OK, so we’ve got code for genes and code for individuals.  If we want to simulate evolution, we’re going to need a population.

Static Population Size

The first point to make is that we’re going to use a static population size. In reality populations are not necessarily static; populations grow and shrink.  However, in general populations follow a sigmoidal growth curve similar to this (idealised) one:

Population Growth Curve

Now, if we look at the right-hand end of the graph the population we can see that the population is a constant size. So in our model we’re assuming that our population if mature and constant. This model doesn’t fit all population types – some just don’t follow this model – but the majority of animal populations do follow this model.

Plus it’s much, much easier to write.

Generational Overlap

Populations in simulations can be split into two distict categories:  non-overlapping generations and overlapping generations.
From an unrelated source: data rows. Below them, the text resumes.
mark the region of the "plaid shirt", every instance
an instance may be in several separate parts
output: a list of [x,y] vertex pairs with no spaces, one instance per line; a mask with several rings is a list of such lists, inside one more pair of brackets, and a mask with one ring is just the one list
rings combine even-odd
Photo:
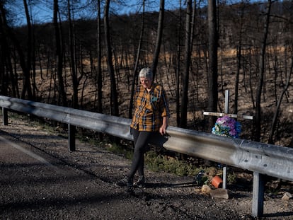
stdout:
[[166,92],[161,85],[153,84],[148,92],[142,85],[135,93],[135,110],[130,127],[139,131],[159,132],[163,117],[170,117]]

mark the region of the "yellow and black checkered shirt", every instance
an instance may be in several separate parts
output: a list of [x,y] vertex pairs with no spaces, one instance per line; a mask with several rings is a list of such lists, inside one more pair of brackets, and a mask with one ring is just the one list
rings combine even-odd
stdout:
[[139,131],[158,132],[163,117],[170,117],[166,92],[162,86],[153,84],[148,92],[137,86],[134,98],[134,114],[130,127]]

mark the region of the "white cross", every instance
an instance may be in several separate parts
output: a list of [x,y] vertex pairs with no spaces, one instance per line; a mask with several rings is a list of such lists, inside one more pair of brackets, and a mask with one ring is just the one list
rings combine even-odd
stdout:
[[[234,118],[243,118],[248,120],[253,120],[253,116],[249,115],[236,115],[236,114],[229,114],[229,91],[228,89],[225,91],[225,109],[224,113],[219,113],[219,112],[204,112],[204,115],[209,115],[209,116],[217,116],[217,117],[223,117],[223,116],[228,116],[230,117]],[[226,189],[226,166],[223,167],[223,189]]]

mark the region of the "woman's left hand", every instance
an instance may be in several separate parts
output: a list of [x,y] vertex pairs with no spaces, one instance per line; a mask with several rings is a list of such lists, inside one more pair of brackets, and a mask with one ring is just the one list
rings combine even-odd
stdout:
[[163,125],[160,127],[160,134],[161,135],[165,135],[166,134],[166,129],[167,129],[167,117],[163,117]]

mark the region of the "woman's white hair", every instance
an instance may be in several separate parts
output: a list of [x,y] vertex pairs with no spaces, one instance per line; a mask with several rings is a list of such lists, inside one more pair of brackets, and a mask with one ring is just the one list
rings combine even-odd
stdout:
[[153,79],[153,72],[149,67],[143,68],[139,71],[139,78],[147,78]]

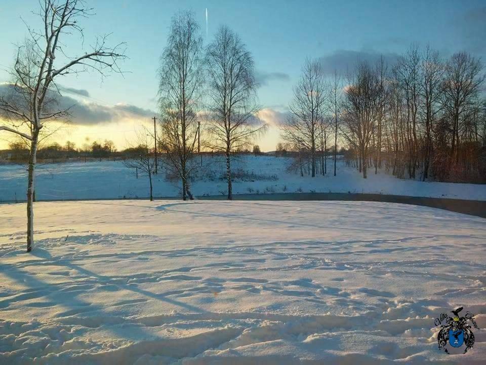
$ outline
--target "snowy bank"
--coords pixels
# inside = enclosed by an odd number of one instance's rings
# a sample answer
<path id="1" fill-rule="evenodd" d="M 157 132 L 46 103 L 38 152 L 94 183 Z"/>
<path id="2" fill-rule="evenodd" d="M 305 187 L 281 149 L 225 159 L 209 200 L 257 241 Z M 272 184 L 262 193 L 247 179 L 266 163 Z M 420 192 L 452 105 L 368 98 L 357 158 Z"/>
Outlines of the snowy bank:
<path id="1" fill-rule="evenodd" d="M 486 200 L 486 185 L 422 182 L 397 179 L 384 170 L 370 171 L 363 179 L 353 168 L 339 160 L 337 175 L 301 177 L 289 173 L 289 158 L 246 156 L 233 165 L 233 194 L 351 193 Z M 328 160 L 328 171 L 333 171 Z M 220 158 L 205 156 L 203 167 L 192 184 L 196 196 L 225 195 L 225 166 Z M 163 171 L 163 168 L 162 169 Z M 39 200 L 134 198 L 148 196 L 148 179 L 136 177 L 135 171 L 119 161 L 48 164 L 36 169 L 36 196 Z M 27 171 L 20 165 L 0 166 L 0 200 L 25 199 Z M 177 197 L 177 180 L 159 173 L 154 179 L 154 196 Z"/>
<path id="2" fill-rule="evenodd" d="M 486 363 L 486 220 L 357 202 L 0 206 L 0 363 Z"/>

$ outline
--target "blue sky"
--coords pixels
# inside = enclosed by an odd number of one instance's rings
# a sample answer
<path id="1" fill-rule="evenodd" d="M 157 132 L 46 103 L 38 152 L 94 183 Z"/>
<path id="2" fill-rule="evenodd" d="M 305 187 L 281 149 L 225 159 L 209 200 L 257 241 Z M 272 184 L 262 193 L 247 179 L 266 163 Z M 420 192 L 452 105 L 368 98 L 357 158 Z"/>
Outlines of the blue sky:
<path id="1" fill-rule="evenodd" d="M 352 66 L 358 58 L 381 53 L 394 57 L 412 42 L 430 43 L 444 56 L 466 50 L 486 55 L 486 3 L 475 1 L 250 1 L 88 0 L 96 15 L 83 20 L 85 44 L 96 35 L 112 32 L 113 44 L 127 43 L 130 59 L 125 78 L 114 75 L 101 84 L 98 75 L 83 74 L 60 80 L 62 85 L 87 90 L 107 104 L 124 103 L 156 109 L 156 71 L 166 44 L 173 15 L 192 10 L 206 38 L 205 9 L 210 40 L 226 24 L 252 52 L 262 86 L 264 107 L 285 110 L 292 97 L 306 57 L 321 58 L 329 70 Z M 21 16 L 30 25 L 40 26 L 31 13 L 36 0 L 3 1 L 0 4 L 0 82 L 7 81 L 2 67 L 12 64 L 14 43 L 26 35 Z M 78 38 L 67 49 L 79 50 Z"/>

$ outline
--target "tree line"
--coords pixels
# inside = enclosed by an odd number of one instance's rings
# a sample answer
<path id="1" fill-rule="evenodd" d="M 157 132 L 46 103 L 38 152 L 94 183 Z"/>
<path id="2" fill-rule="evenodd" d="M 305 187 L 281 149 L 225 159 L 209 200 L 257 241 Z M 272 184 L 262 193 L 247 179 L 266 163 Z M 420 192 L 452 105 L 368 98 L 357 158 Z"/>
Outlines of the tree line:
<path id="1" fill-rule="evenodd" d="M 281 135 L 302 174 L 310 164 L 315 176 L 319 157 L 325 173 L 327 140 L 335 156 L 339 138 L 364 178 L 383 168 L 400 178 L 484 182 L 484 79 L 479 59 L 444 59 L 429 46 L 412 46 L 395 64 L 358 62 L 330 79 L 307 60 Z"/>

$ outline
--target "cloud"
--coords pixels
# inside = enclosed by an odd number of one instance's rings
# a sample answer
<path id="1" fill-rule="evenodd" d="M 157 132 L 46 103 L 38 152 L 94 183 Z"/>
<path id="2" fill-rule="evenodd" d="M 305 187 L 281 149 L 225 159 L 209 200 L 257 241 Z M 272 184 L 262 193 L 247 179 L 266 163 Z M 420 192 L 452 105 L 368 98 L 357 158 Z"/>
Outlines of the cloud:
<path id="1" fill-rule="evenodd" d="M 63 90 L 67 88 L 63 88 Z M 86 90 L 77 90 L 89 95 Z M 0 96 L 8 96 L 10 98 L 19 98 L 10 84 L 0 84 Z M 65 95 L 51 93 L 51 97 L 56 99 L 56 105 L 54 108 L 58 110 L 69 110 L 70 117 L 68 118 L 72 124 L 79 125 L 94 125 L 108 123 L 126 119 L 148 118 L 152 117 L 155 112 L 148 109 L 143 109 L 130 104 L 119 103 L 114 105 L 105 105 L 95 102 L 87 102 L 74 99 Z M 14 99 L 15 100 L 15 99 Z M 16 100 L 20 101 L 20 99 Z M 18 102 L 18 103 L 19 103 Z"/>
<path id="2" fill-rule="evenodd" d="M 455 18 L 452 23 L 463 47 L 472 52 L 486 53 L 486 6 L 470 9 L 462 17 Z"/>
<path id="3" fill-rule="evenodd" d="M 257 114 L 258 119 L 268 126 L 279 128 L 285 124 L 289 116 L 289 112 L 278 112 L 271 108 L 265 108 Z"/>
<path id="4" fill-rule="evenodd" d="M 280 72 L 265 72 L 263 71 L 256 71 L 255 78 L 260 86 L 268 85 L 268 83 L 273 80 L 277 81 L 288 81 L 290 77 L 287 74 Z"/>
<path id="5" fill-rule="evenodd" d="M 368 62 L 374 64 L 383 56 L 385 62 L 390 65 L 395 64 L 399 55 L 392 52 L 380 53 L 374 50 L 350 51 L 338 50 L 333 53 L 319 59 L 323 70 L 332 74 L 334 70 L 341 74 L 352 70 L 358 62 Z"/>
<path id="6" fill-rule="evenodd" d="M 89 97 L 90 96 L 90 93 L 88 92 L 88 90 L 85 90 L 83 89 L 74 89 L 73 88 L 68 88 L 62 86 L 61 87 L 61 90 L 66 92 L 77 94 L 77 95 L 80 95 L 83 96 Z"/>

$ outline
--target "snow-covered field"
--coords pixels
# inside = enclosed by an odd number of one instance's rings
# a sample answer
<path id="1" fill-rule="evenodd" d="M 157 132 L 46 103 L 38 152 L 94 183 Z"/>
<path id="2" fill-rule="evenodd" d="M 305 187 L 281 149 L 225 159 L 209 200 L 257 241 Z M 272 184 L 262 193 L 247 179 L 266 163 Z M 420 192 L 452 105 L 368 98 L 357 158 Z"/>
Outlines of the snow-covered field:
<path id="1" fill-rule="evenodd" d="M 373 202 L 40 202 L 27 254 L 24 211 L 0 205 L 1 364 L 486 363 L 484 330 L 447 355 L 434 324 L 460 305 L 486 327 L 484 218 Z"/>
<path id="2" fill-rule="evenodd" d="M 301 177 L 287 171 L 290 160 L 271 156 L 247 156 L 235 161 L 237 175 L 233 193 L 370 193 L 411 196 L 486 200 L 486 185 L 452 184 L 401 180 L 384 170 L 375 175 L 369 171 L 363 179 L 354 168 L 338 161 L 337 176 L 329 174 L 314 178 Z M 328 160 L 328 171 L 333 162 Z M 219 157 L 205 157 L 204 167 L 192 182 L 196 196 L 225 195 L 225 166 Z M 38 199 L 130 198 L 148 196 L 148 179 L 136 178 L 135 171 L 120 162 L 70 163 L 39 165 L 36 170 L 36 195 Z M 0 201 L 24 200 L 26 191 L 25 166 L 0 165 Z M 178 181 L 171 182 L 165 173 L 155 176 L 154 196 L 176 197 Z"/>

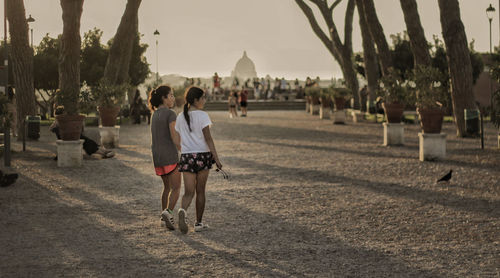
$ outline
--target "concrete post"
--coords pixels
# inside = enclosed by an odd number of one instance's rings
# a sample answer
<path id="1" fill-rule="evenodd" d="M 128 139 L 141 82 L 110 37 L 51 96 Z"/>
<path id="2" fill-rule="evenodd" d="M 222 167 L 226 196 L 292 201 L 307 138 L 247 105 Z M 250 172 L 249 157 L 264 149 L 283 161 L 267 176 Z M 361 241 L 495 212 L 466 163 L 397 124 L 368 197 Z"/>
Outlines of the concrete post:
<path id="1" fill-rule="evenodd" d="M 403 123 L 383 123 L 382 125 L 384 126 L 384 146 L 405 144 L 405 125 Z"/>
<path id="2" fill-rule="evenodd" d="M 57 166 L 80 167 L 83 160 L 83 140 L 63 141 L 57 140 Z"/>
<path id="3" fill-rule="evenodd" d="M 120 139 L 120 126 L 99 126 L 101 145 L 107 149 L 118 148 Z"/>
<path id="4" fill-rule="evenodd" d="M 446 134 L 445 133 L 418 133 L 419 137 L 419 159 L 438 160 L 446 157 Z"/>

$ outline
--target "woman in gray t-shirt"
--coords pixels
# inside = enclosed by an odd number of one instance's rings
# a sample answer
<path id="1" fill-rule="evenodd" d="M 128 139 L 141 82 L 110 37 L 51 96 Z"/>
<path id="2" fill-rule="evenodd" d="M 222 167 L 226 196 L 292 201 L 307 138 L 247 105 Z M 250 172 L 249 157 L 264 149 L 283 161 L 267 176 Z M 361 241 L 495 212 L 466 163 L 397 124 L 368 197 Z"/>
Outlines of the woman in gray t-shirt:
<path id="1" fill-rule="evenodd" d="M 176 115 L 170 108 L 175 105 L 172 88 L 159 86 L 149 93 L 151 116 L 151 151 L 156 175 L 163 180 L 161 196 L 161 219 L 167 228 L 175 229 L 173 209 L 181 190 L 181 174 L 177 170 L 179 162 L 180 137 L 175 131 Z"/>

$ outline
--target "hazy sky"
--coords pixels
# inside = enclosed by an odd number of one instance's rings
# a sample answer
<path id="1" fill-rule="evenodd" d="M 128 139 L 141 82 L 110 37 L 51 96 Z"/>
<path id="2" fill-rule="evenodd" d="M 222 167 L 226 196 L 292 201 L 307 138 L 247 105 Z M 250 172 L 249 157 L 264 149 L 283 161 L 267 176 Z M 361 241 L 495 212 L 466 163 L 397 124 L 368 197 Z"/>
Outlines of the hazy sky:
<path id="1" fill-rule="evenodd" d="M 35 45 L 49 33 L 62 33 L 59 0 L 25 0 L 26 15 L 36 22 Z M 336 8 L 337 28 L 343 30 L 347 0 Z M 462 21 L 467 39 L 475 40 L 478 51 L 489 49 L 486 8 L 497 9 L 492 23 L 493 45 L 498 45 L 498 2 L 461 0 Z M 104 42 L 114 36 L 125 9 L 126 0 L 85 0 L 81 33 L 97 27 L 104 31 Z M 419 12 L 426 37 L 441 35 L 437 0 L 420 0 Z M 389 35 L 405 28 L 399 0 L 375 0 L 379 19 Z M 3 5 L 0 7 L 3 14 Z M 357 11 L 354 16 L 354 50 L 360 51 L 361 35 Z M 1 23 L 3 30 L 3 20 Z M 155 29 L 158 37 L 160 74 L 186 76 L 226 76 L 246 50 L 256 65 L 257 74 L 301 78 L 341 77 L 339 66 L 314 35 L 305 15 L 294 0 L 143 0 L 139 11 L 142 41 L 149 44 L 146 53 L 152 71 L 156 71 Z"/>

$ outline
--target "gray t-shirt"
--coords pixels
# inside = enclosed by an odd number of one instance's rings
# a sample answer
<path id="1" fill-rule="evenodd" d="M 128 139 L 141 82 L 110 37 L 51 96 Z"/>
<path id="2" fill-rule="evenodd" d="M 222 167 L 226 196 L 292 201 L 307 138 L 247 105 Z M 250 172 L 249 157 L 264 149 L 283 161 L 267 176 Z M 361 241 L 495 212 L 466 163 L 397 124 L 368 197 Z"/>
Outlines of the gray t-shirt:
<path id="1" fill-rule="evenodd" d="M 172 165 L 179 162 L 179 152 L 170 135 L 170 123 L 177 116 L 175 112 L 161 107 L 151 116 L 151 151 L 155 167 Z"/>

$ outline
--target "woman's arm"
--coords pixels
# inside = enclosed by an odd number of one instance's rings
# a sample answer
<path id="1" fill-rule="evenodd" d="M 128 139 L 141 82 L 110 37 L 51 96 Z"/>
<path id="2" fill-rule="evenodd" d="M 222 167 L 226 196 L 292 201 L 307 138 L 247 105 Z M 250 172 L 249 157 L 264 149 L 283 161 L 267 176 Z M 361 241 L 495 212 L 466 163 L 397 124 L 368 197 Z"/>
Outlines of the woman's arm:
<path id="1" fill-rule="evenodd" d="M 206 126 L 203 128 L 203 136 L 205 137 L 205 141 L 207 142 L 208 148 L 212 153 L 212 156 L 215 160 L 215 164 L 218 169 L 222 169 L 222 164 L 220 163 L 219 156 L 217 155 L 217 151 L 215 150 L 214 140 L 212 139 L 212 134 L 210 134 L 210 126 Z"/>
<path id="2" fill-rule="evenodd" d="M 169 125 L 170 129 L 170 137 L 172 138 L 172 142 L 174 142 L 175 147 L 177 147 L 177 150 L 181 150 L 181 137 L 179 136 L 179 133 L 175 130 L 175 121 L 171 122 Z"/>

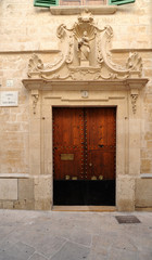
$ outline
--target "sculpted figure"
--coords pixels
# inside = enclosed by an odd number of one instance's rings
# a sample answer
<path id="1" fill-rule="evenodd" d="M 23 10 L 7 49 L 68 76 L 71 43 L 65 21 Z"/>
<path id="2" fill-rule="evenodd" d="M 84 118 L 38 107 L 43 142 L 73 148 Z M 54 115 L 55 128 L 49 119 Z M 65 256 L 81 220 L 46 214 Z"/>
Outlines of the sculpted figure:
<path id="1" fill-rule="evenodd" d="M 89 38 L 85 30 L 81 39 L 78 40 L 78 51 L 81 61 L 88 61 L 90 53 Z"/>

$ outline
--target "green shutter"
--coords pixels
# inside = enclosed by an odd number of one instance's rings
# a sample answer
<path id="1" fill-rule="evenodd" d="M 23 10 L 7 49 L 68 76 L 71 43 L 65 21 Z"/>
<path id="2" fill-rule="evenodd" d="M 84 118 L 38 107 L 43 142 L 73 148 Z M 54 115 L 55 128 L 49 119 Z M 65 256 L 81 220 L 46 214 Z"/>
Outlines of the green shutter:
<path id="1" fill-rule="evenodd" d="M 127 4 L 127 3 L 132 3 L 136 0 L 109 0 L 110 4 L 116 4 L 116 5 L 122 5 L 122 4 Z"/>
<path id="2" fill-rule="evenodd" d="M 59 0 L 34 0 L 34 6 L 50 8 L 51 5 L 59 5 Z"/>

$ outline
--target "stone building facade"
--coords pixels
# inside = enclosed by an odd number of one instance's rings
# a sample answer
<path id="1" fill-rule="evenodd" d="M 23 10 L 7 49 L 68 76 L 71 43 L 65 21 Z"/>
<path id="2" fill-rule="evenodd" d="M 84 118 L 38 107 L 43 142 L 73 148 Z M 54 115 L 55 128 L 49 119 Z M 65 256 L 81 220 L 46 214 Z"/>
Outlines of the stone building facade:
<path id="1" fill-rule="evenodd" d="M 116 107 L 116 210 L 152 208 L 151 14 L 0 0 L 0 208 L 52 209 L 56 106 Z"/>

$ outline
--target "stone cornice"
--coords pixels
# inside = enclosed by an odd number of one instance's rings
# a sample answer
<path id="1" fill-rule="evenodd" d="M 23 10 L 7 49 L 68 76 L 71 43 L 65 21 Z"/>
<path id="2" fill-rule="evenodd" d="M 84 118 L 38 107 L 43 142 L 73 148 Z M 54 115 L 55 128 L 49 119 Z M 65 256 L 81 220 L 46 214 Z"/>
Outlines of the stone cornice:
<path id="1" fill-rule="evenodd" d="M 51 6 L 50 12 L 53 15 L 72 15 L 80 14 L 83 11 L 88 10 L 92 14 L 114 14 L 117 11 L 117 6 L 106 6 L 106 5 L 84 5 L 84 6 Z"/>
<path id="2" fill-rule="evenodd" d="M 148 78 L 130 78 L 130 79 L 115 79 L 115 80 L 46 80 L 46 79 L 23 79 L 22 82 L 27 90 L 81 90 L 93 89 L 94 90 L 131 90 L 142 89 Z"/>

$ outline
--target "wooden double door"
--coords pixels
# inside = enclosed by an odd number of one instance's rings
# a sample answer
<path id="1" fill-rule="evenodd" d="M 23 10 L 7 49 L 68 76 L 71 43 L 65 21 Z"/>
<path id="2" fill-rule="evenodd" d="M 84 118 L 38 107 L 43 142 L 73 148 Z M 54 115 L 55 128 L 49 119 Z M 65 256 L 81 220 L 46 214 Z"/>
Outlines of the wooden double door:
<path id="1" fill-rule="evenodd" d="M 115 107 L 54 107 L 54 204 L 114 205 L 115 145 Z"/>

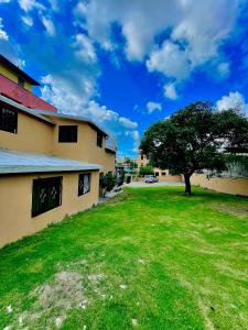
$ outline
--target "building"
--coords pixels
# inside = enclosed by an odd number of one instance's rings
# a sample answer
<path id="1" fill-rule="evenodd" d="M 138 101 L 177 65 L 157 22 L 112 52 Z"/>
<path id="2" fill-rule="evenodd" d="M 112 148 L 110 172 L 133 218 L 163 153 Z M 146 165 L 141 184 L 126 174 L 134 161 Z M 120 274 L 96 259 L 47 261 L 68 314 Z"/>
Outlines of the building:
<path id="1" fill-rule="evenodd" d="M 136 160 L 138 168 L 149 165 L 149 158 L 140 151 L 139 155 Z M 154 168 L 154 175 L 159 177 L 159 179 L 163 179 L 165 176 L 169 176 L 169 169 L 160 169 L 158 167 Z"/>
<path id="2" fill-rule="evenodd" d="M 37 84 L 0 57 L 0 246 L 93 207 L 100 173 L 115 172 L 108 133 L 58 113 Z"/>

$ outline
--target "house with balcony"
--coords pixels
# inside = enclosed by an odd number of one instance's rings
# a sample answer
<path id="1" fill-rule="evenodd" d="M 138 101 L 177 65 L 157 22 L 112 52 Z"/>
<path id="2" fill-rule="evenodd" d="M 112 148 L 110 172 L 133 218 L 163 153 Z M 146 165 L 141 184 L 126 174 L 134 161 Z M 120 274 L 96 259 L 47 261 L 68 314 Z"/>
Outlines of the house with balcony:
<path id="1" fill-rule="evenodd" d="M 60 113 L 0 57 L 0 246 L 93 207 L 116 145 L 91 120 Z"/>

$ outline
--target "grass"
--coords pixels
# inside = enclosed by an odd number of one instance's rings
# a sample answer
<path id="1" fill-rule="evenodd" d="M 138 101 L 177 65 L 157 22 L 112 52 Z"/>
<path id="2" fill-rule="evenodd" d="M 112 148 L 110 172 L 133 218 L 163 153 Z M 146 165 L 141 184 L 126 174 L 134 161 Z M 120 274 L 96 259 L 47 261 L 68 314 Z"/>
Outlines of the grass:
<path id="1" fill-rule="evenodd" d="M 0 250 L 0 329 L 248 329 L 248 199 L 182 191 L 129 188 Z"/>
Non-overlapping generations are the simplest model, so we’ll tack those first.  In a non-overlapping generation model, each generation dies at the end of the ‘year’ to be replaced by a completely new population. In programming terms, we create a second list of individuals of the same length as the original and let individuals from the ‘parent’ population reproduce, placing their offspring into the ‘offspring’ population until the offspring population is full.  We then delete the parent population and replace it with the new one.

Overlapping populations are a little different; individuals in the population can live for more than one year. When individuals do die, they leave ‘gaps’ in the population that can be filled by offspring. In programming terms we perform a mortality operation that kills off some of the individuals (usually in a way related to a measure of their evolutionary fitness), and then fill the empty spaces in the population with offspring.  This is more complex than a non-overlapping model as we need to keep track of the ‘gaps’ that mortality opens up in the population as well as perform fitness-dependent mortality.

Writing Generic Population Code

I’ve decided to write population code for both overlapping and non-overlapping populations using generics in .NET 2.  We can then create a basic ‘individual’ class that we can modify for our own purposes depending on what we want to do with out simulation, while re-using the same population code over and over again.

Firstly we have to deal with the ‘individual’ class that we’ve already created.

Improving the Individual : Interactions

So far our individuals are isolated from one another. In a true population they interact to some degree; at the very least they mate. We have to make a design decision here:  the basic population code will remain the same for almost all simulations, but the code for the individuals in the population will change a lot.  What I’m going to do is use an interface for the individuals, and use generics for the population.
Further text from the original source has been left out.